Por este simples fato será excluída a hipótese de emissão de debêntures conversíveis em ações, uma vez que debêntures só podem ser emitidas por sociedades anônimas. Em linhas gerais, debêntures são títulos de dívida emitidos por uma companhia, as quais devem seguir todos os procedimentos previstos na Lei das S.A. Por conta disso e outras questões a escolha do tipo societário deve ser efetuada de forma refletida – pode impossibilitar algumas atividades e/ou formas de financiamento, gerar custos maiores, dentre outros.

Dessa forma, procederemos com a hipótese da startup ser constituída sob a forma de uma sociedade limitada. Sob este tipo de organização, os títulos de dívida serão conversíveis em quotas. Como espécie de título de dívida disponível para essa estrutura podemos mencionar o contrato de mútuo e, nada impede que outros títulos também sejam conversíveis em quotas. Apenas para oferecer uma explicação simples, um mútuo é um contrato de financiamento por meio do qual o credor entrega para o devedor uma quantia a ser paga em determinado prazo. 

Além dessas hipóteses (mútuo conversível e debêntures conversíveis), é possível prever também a alienação fiduciária de quotas, muito comum no mercado. Neste caso específico, o devedor entrega as quotas da empresa como garantia de uma operação. Ao final do prazo da operação, o credor tem a possibilidade de assumir as quotas alienadas fiduciariamente caso a dívida não seja paga (comumente chamado de “step-in right”, pois neste caso o credor “entra” na empresa).

No caso do mútuo conversível em quotas, que pode ser considerada a estrutura mais simples para efetuar a conversão (a alienação fiduciária, por exemplo, exige registro em cartório), será necessário que ambas as partes se atentem a alguns aspectos. O devedor deverá assinar um contrato por meio do qual o credor disponibiliza determinada quantia e por determinado período ou uma condição (as partes podem firmar um determinado evento que será o gatilho para o exercício da opção de participação societária).

Pode ser interessante para o credor, nesse caso, estipular especificamente para qual finalidade será utilizado o valor (ex.: capital de giro, marketing, aquisição de máquina, dentre outros).
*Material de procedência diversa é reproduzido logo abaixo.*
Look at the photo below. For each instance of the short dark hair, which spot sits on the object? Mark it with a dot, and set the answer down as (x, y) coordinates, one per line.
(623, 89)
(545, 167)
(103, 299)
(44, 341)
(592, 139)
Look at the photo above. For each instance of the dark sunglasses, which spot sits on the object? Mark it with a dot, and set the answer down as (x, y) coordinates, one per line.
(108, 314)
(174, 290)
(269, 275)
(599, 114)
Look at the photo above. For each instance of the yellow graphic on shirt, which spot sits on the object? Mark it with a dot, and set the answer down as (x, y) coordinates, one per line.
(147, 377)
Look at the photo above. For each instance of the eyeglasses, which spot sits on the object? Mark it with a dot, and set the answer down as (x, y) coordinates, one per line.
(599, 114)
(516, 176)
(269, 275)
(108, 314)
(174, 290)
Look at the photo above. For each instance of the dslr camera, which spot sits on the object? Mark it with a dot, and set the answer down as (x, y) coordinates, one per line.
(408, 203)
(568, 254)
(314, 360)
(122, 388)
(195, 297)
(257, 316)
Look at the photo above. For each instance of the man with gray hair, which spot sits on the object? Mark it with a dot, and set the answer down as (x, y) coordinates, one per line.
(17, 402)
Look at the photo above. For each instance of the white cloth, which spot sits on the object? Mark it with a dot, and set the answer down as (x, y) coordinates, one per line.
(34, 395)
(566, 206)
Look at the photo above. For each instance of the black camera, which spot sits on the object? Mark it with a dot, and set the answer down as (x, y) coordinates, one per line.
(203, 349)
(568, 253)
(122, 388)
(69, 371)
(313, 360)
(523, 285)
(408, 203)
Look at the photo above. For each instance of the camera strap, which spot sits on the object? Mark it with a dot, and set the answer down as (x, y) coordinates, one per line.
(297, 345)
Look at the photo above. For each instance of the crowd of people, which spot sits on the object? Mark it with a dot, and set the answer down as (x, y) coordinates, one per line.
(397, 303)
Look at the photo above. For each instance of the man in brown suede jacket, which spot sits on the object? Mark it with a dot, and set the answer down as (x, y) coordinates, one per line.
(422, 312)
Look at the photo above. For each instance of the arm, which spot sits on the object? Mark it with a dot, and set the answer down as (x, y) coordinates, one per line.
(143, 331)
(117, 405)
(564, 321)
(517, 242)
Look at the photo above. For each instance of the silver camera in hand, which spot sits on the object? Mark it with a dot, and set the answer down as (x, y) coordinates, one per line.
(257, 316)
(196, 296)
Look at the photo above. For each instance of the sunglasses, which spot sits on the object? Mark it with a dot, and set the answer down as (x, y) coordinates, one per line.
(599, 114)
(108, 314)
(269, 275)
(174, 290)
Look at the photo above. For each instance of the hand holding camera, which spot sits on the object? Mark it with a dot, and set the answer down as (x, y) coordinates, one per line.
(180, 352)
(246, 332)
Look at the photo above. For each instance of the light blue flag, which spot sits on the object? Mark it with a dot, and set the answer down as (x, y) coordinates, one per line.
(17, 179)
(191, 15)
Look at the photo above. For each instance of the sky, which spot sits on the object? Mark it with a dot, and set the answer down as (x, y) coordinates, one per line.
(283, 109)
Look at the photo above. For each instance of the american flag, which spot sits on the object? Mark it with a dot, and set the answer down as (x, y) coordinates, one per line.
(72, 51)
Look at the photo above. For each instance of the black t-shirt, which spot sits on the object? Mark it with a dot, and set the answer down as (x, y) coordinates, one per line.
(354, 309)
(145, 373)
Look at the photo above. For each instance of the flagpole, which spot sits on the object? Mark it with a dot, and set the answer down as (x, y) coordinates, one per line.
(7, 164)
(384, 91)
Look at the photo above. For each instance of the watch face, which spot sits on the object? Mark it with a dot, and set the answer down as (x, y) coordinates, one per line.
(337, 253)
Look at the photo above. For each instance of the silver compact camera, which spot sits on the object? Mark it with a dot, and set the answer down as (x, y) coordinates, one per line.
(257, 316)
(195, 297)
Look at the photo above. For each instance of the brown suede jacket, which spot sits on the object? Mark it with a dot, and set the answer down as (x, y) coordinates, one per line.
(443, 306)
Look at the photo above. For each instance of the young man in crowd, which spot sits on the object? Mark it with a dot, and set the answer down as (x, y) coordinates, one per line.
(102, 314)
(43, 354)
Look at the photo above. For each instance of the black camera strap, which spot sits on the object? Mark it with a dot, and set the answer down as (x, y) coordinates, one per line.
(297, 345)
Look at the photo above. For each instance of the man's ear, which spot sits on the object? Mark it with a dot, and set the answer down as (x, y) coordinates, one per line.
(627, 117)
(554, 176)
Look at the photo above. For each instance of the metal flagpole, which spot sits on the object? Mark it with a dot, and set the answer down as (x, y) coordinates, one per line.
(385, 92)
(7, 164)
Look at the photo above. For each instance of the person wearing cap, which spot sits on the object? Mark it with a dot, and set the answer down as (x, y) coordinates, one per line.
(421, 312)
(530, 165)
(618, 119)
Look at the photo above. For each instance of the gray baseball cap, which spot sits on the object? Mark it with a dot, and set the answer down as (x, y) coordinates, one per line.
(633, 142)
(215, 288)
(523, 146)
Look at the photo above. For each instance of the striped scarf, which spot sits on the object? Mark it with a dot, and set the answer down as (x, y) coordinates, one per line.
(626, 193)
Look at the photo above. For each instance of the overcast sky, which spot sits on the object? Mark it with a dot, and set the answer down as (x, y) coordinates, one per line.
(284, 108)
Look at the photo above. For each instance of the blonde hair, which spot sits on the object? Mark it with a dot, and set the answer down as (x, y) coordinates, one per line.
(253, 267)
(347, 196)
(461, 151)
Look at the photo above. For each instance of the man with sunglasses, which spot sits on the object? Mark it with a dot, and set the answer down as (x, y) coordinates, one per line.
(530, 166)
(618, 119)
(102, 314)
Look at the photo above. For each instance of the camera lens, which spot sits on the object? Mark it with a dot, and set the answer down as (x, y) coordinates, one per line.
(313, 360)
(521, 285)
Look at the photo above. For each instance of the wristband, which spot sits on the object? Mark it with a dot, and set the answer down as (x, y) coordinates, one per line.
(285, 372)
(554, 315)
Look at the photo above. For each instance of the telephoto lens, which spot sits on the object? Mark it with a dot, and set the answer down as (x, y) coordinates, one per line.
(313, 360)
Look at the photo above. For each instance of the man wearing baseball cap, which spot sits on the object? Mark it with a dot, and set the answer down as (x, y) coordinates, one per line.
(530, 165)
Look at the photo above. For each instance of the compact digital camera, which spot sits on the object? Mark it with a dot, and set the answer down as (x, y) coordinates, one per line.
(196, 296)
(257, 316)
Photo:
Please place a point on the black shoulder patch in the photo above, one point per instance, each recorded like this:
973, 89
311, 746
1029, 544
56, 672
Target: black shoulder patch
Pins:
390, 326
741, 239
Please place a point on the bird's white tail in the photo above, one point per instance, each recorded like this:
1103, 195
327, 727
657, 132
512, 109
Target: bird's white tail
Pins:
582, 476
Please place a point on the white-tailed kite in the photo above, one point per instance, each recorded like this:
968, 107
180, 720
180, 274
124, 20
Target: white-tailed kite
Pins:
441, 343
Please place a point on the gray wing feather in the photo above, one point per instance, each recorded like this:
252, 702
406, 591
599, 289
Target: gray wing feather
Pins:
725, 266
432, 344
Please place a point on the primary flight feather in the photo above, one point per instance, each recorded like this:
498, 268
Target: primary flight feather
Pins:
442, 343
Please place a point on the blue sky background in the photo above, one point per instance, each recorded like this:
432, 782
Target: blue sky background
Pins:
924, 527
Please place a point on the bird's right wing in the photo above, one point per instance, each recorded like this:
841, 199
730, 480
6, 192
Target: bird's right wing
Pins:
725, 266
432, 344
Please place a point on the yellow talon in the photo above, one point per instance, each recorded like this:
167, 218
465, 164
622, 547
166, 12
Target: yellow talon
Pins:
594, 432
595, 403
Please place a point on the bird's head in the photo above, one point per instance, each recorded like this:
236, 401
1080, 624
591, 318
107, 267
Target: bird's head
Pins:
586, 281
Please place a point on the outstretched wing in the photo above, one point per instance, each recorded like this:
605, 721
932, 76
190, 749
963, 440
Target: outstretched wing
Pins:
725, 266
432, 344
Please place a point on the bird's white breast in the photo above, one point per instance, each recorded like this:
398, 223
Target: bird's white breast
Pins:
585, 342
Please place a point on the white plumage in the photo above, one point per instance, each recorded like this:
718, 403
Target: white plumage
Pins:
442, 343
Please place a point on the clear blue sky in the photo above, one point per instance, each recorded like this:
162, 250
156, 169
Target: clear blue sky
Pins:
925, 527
Por outro lado, pode ser interessante ao devedor definir a forma pela qual será efetuado o desembolso (em quantas parcelas, valores e o que ocorrerá caso este cronograma não seja respeitado).

Além disso, será necessário, a interesse do credor, que o contrato fixe a forma de correção do valor emprestado – o devedor deverá levar isso em conta na hora de contratar para que consiga visualizar exatamente o valor com o qual está se comprometendo. Mais importante do que todos os pontos levantados acima, será imprescindível às duas partes definir a quantidade de quotas que serão adquiridas em caso de não pagamento da dívida no prazo acordado. Lembre-se: a quantidade de quotas pode influenciar na tomada de decisões da startup. De um lado, para o empreendedor pode ser algo negativo compartilhar a tomada de decisões com o investidor.

Por outro lado, para o investidor pode ser que um investimento não se torne atrativo caso não possua autoridade suficiente para tomar decisões no caso da devedora não cumprir o prazo para pagamento da dívida e ter de ser exercido o step-in right.

No entanto, vale dizer que, em minha opinião, o fato do investidor fazer parte da startup não é algo ruim: o bom investidor é aquele que não vai trazer apenas capital, mas contatos, mentoria e dicas de gestão ao negócio, fato pelo qual o ingresso dele na sociedade pode ser um estímulo para que este tome todas as medidas para que a startup vingue. Todos esses pontos deverão ser considerados pela startup que deseja efetuar este tipo de “financiamento”.

A recente exposição oferecida à dívida conversível no cenário das startups pode ter como razão a opção das aceleradoras e investidores em adotar este modelo por conta da maior familiaridade com esta estrutura. No entanto, isto não significa que outros modelos não possam ser adotados ou, até mesmo, que outros modelos não podem ser preferíveis. Trata-se de uma questão de negociação, oportunidade e estratégia a ser definida entre as partes.